Abstract
Introduction: While bispecific/multispecific antibodies (bsAb) have revolutionized the treatment of relapsed/refractory multiple myeloma (MM), their ongoing use until disease progression can cause T-cell exhaustion, increase infection risk, and require significant resources. Therefore, data on fixed-duration strategies are urgently needed. Here, we report outcomes of patients who received a limited-duration bsAb therapy for MM.
Methods: In this multinational study, we identified patients who received bsAb either in early-phase clinical trials or as standard of care, discontinued treatment for reasons other than disease progression or death, and remained alive in remission for at least 3 months after stopping treatment. Baseline demographics and clinical efficacy data points, such as IMWG responses at both treatment discontinuation and last follow-up, data on infections, IgG levels (normal levels assumed to be >700 mg/dL for this analysis), and use of intravenous immunoglobulin replacement (IVIG) off therapy, were retrospectively collected. High-risk cytogenetics was defined as the presence of del(1p), Iq21 gain or amplification, del(17p), and any of these translocations: t(4;14), t(14;16), or t(14;20), as per the last disease assessment prior to the start of treatment bsAb. Relapse-free survival (RFS), and factors predictive of RFS off therapy were computed. The kinetics of humoral immunity recovery were measured by serial IgG levels following treatment discontinuation. IgG measurements for each patient were averaged within 30-day windows and labeled by the midpoint day (e.g., Day 0 for D–14 to D15, Day 30 for D16 to D45) and changes were modelled over time.
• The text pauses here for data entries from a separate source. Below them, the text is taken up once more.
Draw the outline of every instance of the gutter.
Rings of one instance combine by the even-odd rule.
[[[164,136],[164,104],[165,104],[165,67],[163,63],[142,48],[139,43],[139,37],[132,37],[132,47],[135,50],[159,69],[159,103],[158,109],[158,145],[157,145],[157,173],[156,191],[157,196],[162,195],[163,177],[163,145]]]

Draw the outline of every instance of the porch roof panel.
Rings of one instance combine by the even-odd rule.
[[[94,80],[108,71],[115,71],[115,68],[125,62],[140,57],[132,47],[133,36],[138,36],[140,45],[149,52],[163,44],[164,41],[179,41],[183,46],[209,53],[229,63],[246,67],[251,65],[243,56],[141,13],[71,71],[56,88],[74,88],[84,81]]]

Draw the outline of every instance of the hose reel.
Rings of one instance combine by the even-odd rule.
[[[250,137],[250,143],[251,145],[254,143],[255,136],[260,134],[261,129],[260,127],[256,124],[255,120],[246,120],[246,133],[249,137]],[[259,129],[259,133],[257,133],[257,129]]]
Results: After screening 720 consecutive patients, 78 were included, with 72% receiving a BCMA-targeted bsAb, 19% receiving a GPRC5D-targeted bsAb, and 9% receiving a multi-specific antibody (BCMA + GPRC5D). The median age was 70 years (range 26-86), 55% were females, and 18% were Black. 47% (n=35) had ≥1 high-risk cytogenetic abnormality, and 8% had extramedullary disease (EMD). The median number of prior lines of therapy was 4 (range, 1-9), and 71% of patients received a prior autologous stem cell transplant (ASCT). The median duration of bsAb prior to discontinuation was 7 months (range, 1-40), with 80% in complete response (CR) at discontinuation. The most common cause for treatment discontinuation was infections (n=34; 44%), followed by ectodermal toxicities (n=12; 15%). At a median follow-up of 17 months from treatment discontinuation, the RFS at 2 years was 67% (95% CI, 55%, 80%). Notably, the 2-year RFS in patients with ≥6 prior lines of therapy was 48%, compared to 79% and 78% respectively, in those with 1-3 and 4-5 prior lines. On multivariable analysis for RFS, the following baseline factors were independently associated with inferior RFS: EMD (HR [hazard ratio] = 7.88; 95% CI 1.95, 31.8; p = 0.004), number of prior lines of therapy (HR = 1.79; 95% CI 1.32, 2.43; p = <0.001), and partial remission (PR) at the time of treatment discontinuation (HR = 28.3; 95% CI 2.06, 3.9; p = 0.012). The cumulative incidence of grade 3 or higher infections post-discontinuation was 22% at 1 year, 32% at 2 years, and 38% at 3 years, with a decrease in cause-specific hazard of first grade ≥3 infection as patients moved further away from treatment. During the first 180 days after stopping treatment, most patients (61% to 86%) had low IgG levels. Between 210 and 450 days after stopping treatment, 46% to 77% had low IgG levels, and beyond 480 days, these numbers improved to 0% to 33%. A similar trend of decreased IVIG replacement was observed with increasing time off therapy. Notably, among the two patients who resumed the same bsAb (both BCMA-targeting) at disease progression, one achieved CR and one did not respond.
Conclusion: Our data demonstrate that a substantial proportion of patients can sustain disease remission after discontinuation of bsAb in relapsed/refractory MM, with 2-year RFS in patients with up to 5 prior lines of therapy approaching ~80%. We also observe humoral immune reconstitution, along with a decrease in the incidence of infections, over extended follow-up periods after treatment discontinuation.